Trends in US healthcare expenditures are financially unsustainable (1). I would like to propose two tweaks of the healthcare delivery process that may, in a small way, help rectify this problem.
Although there is a widespread impression that health information technology (HIT) will eventually “bend” the cost curve and put healthcare spending on a sustainable course, there is, as of yet, little data that convincingly supports this hypothesis (2).
Kaiser Permanente is a large, integrated healthcare delivery system which has invested heavily in HIT. George C. Halvorson, the chairman and CEO of Kaiser Permanente appears to have concluded that this investment will not solve the healthcare cost issue, when he was quoted in the New York Times (3/20/13) as stating “We think the future of health care is going to be rationing or re-engineering.”
Because HIT, as currently implemented, will probably not solve the healthcare cost problem, I would like to suggest a minor “re-engineering” of the electronic health record user interface which may help bend the cost curve.
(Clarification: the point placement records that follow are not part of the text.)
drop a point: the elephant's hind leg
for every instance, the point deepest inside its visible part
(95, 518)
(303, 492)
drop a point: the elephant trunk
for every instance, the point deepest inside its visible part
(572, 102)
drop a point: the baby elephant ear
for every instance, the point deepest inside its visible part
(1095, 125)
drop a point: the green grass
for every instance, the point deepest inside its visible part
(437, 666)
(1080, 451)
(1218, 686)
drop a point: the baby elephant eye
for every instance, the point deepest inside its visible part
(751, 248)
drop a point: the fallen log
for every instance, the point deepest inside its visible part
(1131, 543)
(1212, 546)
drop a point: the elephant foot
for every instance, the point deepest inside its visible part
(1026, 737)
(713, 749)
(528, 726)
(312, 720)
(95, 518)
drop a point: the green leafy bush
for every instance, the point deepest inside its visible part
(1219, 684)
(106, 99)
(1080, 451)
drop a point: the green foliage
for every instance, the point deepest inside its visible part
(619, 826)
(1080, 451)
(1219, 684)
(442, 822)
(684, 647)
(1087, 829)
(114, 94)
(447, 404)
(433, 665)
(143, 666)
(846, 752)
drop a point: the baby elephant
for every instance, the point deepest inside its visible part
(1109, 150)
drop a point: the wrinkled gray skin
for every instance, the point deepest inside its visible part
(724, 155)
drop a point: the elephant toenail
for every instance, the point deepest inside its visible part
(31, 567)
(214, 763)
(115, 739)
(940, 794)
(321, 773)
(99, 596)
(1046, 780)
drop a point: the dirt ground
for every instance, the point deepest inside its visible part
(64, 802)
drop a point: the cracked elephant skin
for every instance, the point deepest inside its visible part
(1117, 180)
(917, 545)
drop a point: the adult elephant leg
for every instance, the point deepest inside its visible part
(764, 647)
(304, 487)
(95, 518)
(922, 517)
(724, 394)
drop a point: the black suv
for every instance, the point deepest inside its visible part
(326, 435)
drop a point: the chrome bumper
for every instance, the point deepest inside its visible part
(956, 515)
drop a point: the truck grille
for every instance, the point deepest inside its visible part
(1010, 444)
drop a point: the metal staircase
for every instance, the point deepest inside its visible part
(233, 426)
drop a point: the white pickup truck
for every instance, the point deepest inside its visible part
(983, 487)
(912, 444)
At every office visit, the physician must make a myriad of decisions which incrementally effect the nation’s total healthcare expenditures. For example, the physician will have to decide which medicine to prescribe, and which radiology study or laboratory test to order.
In many situations, there is more than one acceptable choice. The physician’s ultimate decision will integrate their understanding of the disease process, the treatment’s side effect profile, their familiarity with the treatment options, patient preferences and many other variables.
I would suggest that every time a physician is about to order a test or a prescription, the cost of the test or prescription should be displayed to the physician. In the same vein, whenever a computer displays a test result, the cost of the test is immediately available to the reader. This information could then become an additional factor that the physician may choose to integrate (or ignore) at the moment when he/she is about to commit the patient and society (which is now paying >50% of all healthcare bills) to another healthcare expenditure. In terms of a risk/benefit analysis, I can see little downside to providing this cost information to physicians.